Надо проверить, подумала Аля, опускаясь в ближайшее кресло. Ноги не держали. Сейчас пойду и проверю, твердо решила она, вцепившись в сиденье и пытаясь представить, что делать, если пусты не только вагоны, но и кабина машиниста. Я же ее даже в кино не видела и знать не знаю, куда там жать и что дергать.
За стеклом вместо залитого солнцем леса была теперь непонятная серость, на которой, как вышка сквозь метель, на очень короткое мгновение появлялась, чтобы тут же исчезнуть, какая-то пугающе четкая деталька сложной формы.
Аля потянулась к окну, чтобы разглядеть эту детальку, и ткнулась во что-то лбом. В тканую обивку спинки переднего кресла.
— Аль, подъем, подъезжаем, — сказала Алиса.
Все уже вышли и возились с вещами, одна Алиса тревожно смотрела на Алю. Сама, главное, не верит, а поди ж ты, тревожится. Хотя в этот раз про «не верит» говорить рано, я же ей еще ничего не пыталась рассказать. И пытаться не буду. Понятно, что без толку.
Аля, кивнув, сделала шаг вперед, подождала, пока Алиса, спросив еще что-то, отвлечется на схватку Марка и Карима, и сделала шаг назад. Двери перед лицом с шипением сомкнулись. За стеклами мелькнуло лицо Алисы — заметила все-таки, жаль, — которое почти прижалось к дверям, кривясь и искажаясь неслышным криком, — и уплыло из виду. Следом гораздо быстрее проскочила фаланга длинных зданий, и понеслись, покачиваясь, заснеженные сосны и ели.
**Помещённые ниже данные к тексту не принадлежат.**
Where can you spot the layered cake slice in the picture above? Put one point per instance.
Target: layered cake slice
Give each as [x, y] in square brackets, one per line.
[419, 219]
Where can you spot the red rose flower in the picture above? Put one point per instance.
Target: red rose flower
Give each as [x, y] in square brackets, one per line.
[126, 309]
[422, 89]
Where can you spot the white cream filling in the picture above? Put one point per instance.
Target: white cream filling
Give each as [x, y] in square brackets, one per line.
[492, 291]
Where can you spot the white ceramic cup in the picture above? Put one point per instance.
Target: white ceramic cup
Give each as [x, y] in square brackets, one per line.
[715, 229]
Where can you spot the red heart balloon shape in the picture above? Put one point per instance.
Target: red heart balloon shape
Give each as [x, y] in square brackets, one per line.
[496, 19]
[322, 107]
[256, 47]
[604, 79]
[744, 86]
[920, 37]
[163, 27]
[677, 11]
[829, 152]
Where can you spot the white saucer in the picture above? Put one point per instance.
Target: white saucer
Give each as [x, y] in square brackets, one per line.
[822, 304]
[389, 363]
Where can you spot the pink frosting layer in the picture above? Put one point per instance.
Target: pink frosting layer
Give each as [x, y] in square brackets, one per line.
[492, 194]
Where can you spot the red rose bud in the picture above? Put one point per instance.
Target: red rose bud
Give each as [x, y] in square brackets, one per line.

Сейчас звонить будет, подумала Аля, напряженно подождала немного, но звонка так и не дождалась. А проверять мессенджер, считать возмущенные смайлики и восклицательные знаки и тем более глохнуть от яростных голосовых она не собиралась. И так совестно, аж пальцы поджимаются. Никогда она Алису не бросала. Да еще так резко и коварно. И не думала, что сможет.
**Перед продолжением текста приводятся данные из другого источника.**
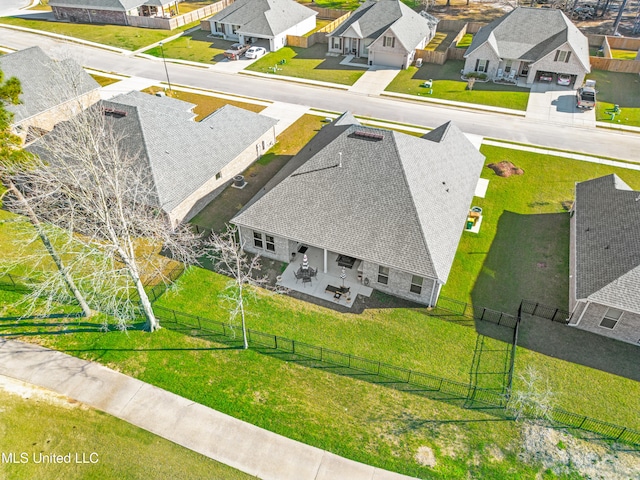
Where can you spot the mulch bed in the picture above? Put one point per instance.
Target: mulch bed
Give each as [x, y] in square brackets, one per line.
[505, 169]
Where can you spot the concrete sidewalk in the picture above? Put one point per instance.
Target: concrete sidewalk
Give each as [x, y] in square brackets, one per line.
[218, 436]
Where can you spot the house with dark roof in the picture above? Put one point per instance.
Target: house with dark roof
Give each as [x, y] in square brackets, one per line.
[527, 42]
[248, 21]
[605, 259]
[111, 11]
[388, 205]
[52, 90]
[387, 32]
[187, 160]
Ладно. Потом объяснится. Как-нибудь. Если выйдет.
Если она выйдет наконец из этой мертвой петли.
Аля встряхнулась, отвела дверь и вошла в вагон. Никто не обратил на нее внимания. Кресла, покинутые компанией, оставались пустыми. Аля почему-то вообразила, что на них немедленно спикирует скандальная пожилая пара. Не было ее, вообще — видать, уползла в другой вагон. Да и мест свободных в вагоне оказалось полно, больше половины — надо полагать, публика повыходила, пока Аля дрыхла, не замечая предыдущих остановок.
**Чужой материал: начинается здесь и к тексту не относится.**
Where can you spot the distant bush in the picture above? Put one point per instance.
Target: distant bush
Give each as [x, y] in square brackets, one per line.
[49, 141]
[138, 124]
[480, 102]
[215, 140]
Села она тем не менее в свое кресло, как будто такое предписано билетом, мельком подумала, что, если опять нападет кондукторша, придется платить штраф: билеты-то остались у Алисы, да и все равно они только до Аждахаева. Да я сколько угодно заплачу и куртку отдам, лишь бы дурь эта кончилась, подумала Аля и уставилась в окно, за которым так и мелькали заснеженные сосны и ели.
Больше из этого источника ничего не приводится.